New Title: Green II: Spreading Like Kudzu Series: Cannabis Über Alles, Book 2 By Marguerite Arnold

Green II: Spreading Like Kudzu, is the inside story of the first ever German cannabis cultivation bid. Set against a socio-economic backdrop globally of massive change and certainly one of the most challenging periods of global history since WWII, cannabis reform by itself of course adds an extra strange twist if not spice to the mix.

Green is at first a business book. It begins with an overview of the economics of the industry itself, including fundraising tactics, and business history, including cannabis reform in other countries – like Canada – which has also played a huge role in the development of the European market – for good and for bad.
This begins with the story behind the first ever German cultivation tender bid itself, and the backstabbing power-play that broke out in Europe as highly leveraged Canadian pot companies, listed on North American exchanges via the controversial practice of “reverse IPOs” – in this case mining company shells – needed to raise capital fast. Patients controlled their right to cultivate their own crops in Canada at the Supreme Court and scandal after scandal involving pesticides and false accounting began to break.

This began with the fact that at first, until the first round of lawsuits cleared at a federal court in Düsseldorf in 2018, all German hopefuls for the right to grow medical cannabis (for German citizens covered under statutory health care), were excluded from participating in the tender at all. Of the final three winners, only one is ostensibly “German” and is the by-product of a very stranger merger/cooperation with a large public Canadian company to this day.

However, the story of the European industry is not just about the medical market (which itself is full of strange deviations from the pharmaceutical industry it is currently evolving into in some places). There is a culture, and a history which floats over all financial transactions and market corrections, let alone patient counts.
Green II, the second in a series, looks at some of the cannabis scented socio-economic gaps in what Europeans if not Germans believe to be comprehensive healthcare coverage that are quite terrifying. Indeed, add cannabis to the mix for the average chronically ill German patient, and the vaunted system begins to resemble the American system on steroids.

It is not as bad now here for patients as it used to be just a few years ago because of the first stages of reform.

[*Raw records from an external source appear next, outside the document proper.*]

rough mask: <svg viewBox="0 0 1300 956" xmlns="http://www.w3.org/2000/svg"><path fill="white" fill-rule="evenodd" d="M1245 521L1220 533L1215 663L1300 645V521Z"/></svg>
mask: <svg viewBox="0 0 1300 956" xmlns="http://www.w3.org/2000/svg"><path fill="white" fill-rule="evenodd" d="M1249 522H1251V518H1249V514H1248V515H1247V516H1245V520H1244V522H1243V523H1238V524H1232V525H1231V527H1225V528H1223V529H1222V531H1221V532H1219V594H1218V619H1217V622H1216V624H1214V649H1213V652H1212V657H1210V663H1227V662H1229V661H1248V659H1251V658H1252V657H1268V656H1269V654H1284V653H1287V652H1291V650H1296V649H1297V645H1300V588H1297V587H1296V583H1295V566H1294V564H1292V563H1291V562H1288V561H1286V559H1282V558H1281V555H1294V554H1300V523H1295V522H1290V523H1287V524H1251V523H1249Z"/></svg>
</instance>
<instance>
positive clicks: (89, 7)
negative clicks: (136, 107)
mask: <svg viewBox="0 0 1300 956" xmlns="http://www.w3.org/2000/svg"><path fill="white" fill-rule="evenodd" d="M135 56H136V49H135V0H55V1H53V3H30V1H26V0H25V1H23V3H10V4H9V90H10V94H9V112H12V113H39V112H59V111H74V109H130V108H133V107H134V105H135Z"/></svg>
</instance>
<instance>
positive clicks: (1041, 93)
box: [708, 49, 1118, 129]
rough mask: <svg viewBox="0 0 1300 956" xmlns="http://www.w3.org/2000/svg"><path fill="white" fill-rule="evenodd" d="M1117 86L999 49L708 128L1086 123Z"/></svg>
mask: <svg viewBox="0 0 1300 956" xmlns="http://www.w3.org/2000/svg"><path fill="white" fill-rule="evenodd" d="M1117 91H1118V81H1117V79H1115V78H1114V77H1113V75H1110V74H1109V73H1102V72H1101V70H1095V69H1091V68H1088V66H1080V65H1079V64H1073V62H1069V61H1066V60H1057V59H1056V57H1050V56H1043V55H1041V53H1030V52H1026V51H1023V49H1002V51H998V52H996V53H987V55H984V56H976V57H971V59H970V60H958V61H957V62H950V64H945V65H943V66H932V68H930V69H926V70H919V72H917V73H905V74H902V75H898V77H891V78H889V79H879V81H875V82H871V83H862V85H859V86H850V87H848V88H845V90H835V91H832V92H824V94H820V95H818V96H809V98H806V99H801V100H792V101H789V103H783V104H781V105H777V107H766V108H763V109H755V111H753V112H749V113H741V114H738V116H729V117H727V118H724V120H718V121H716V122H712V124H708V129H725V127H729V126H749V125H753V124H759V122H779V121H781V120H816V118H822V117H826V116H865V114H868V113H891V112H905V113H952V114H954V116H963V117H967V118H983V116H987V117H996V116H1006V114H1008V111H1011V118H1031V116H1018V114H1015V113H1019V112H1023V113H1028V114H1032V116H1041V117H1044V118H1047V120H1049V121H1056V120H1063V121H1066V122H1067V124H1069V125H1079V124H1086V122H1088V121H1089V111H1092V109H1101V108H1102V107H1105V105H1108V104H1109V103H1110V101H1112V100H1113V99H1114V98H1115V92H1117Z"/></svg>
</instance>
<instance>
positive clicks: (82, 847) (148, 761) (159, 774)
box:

That said, it is very clear that there are still many miles, even legislatively, to go. Today, courses are now being taught on how to prescribe and administer cannabinoid medicines across Germany but they were almost non-existent even three years ago.

Green takes the reader on a journey into this world, at professional business and medical conferences across the country and across Europe during the time the bid was entering its final phases in 2019. The business and entrepreneurial stories of small start-ups not to mention the high jinks and less than business school tactics of publically listed pot companies are all a part the mix. From upscale conferences in London’s famous landmarks and Berlin’s most expensive hotels to the primitive conditions of a Polish medical cannabis safe house, Green II paints the backdrop against which political and economic reform around cannabis are clearly mixing with socio-economic factors and in thought-provoking ways.

Written for a lay audience (original in English), the book is the first to look at cannabis reform from several angles. This is the story of the first European (indeed federal tender of any kind) bid for European sanctioned cannabis, which is just reaching German pharmacies in the fall of 2020. However it is also one of the first books to look at “cannabis economics” including paths to financing as well as certification in what will be the world’s most valuable medical cannabis market (Europe) and country (Germany).

Available ebook formats: epub
Marguerite Arnold is a German-American author, journalist and entrepreneur. She has been covering the cannabis industry from Europe since 2014.

Marguerite Arnold

Born in New York City, she grew up in the UK and has lived and worked in three countries (so far). These days she calls Germany home, after having just won her dual citizenship in a landmark Supreme Court case that addresses and overcomes systematic prejudice in the court systems since 1945 in implementing the historic Right of Return granted to all those who fled the Third Reich.

In the United States, her career spanned film and documentary production of the digital kind and she pioneered the use of digital technology in both brick and mortar and remote consumption. She has also worked in state and national politics, IT, banking, finance and cleantech as well as sustainability.

Since moving to Germany, she has learned passable German, obtained her Executive MBA, and founded several healthcare and digital health related startups. She has also written two books while covering the expansion of the cannabis industry in the U.S., Germany and across Europe but also increasingly globally.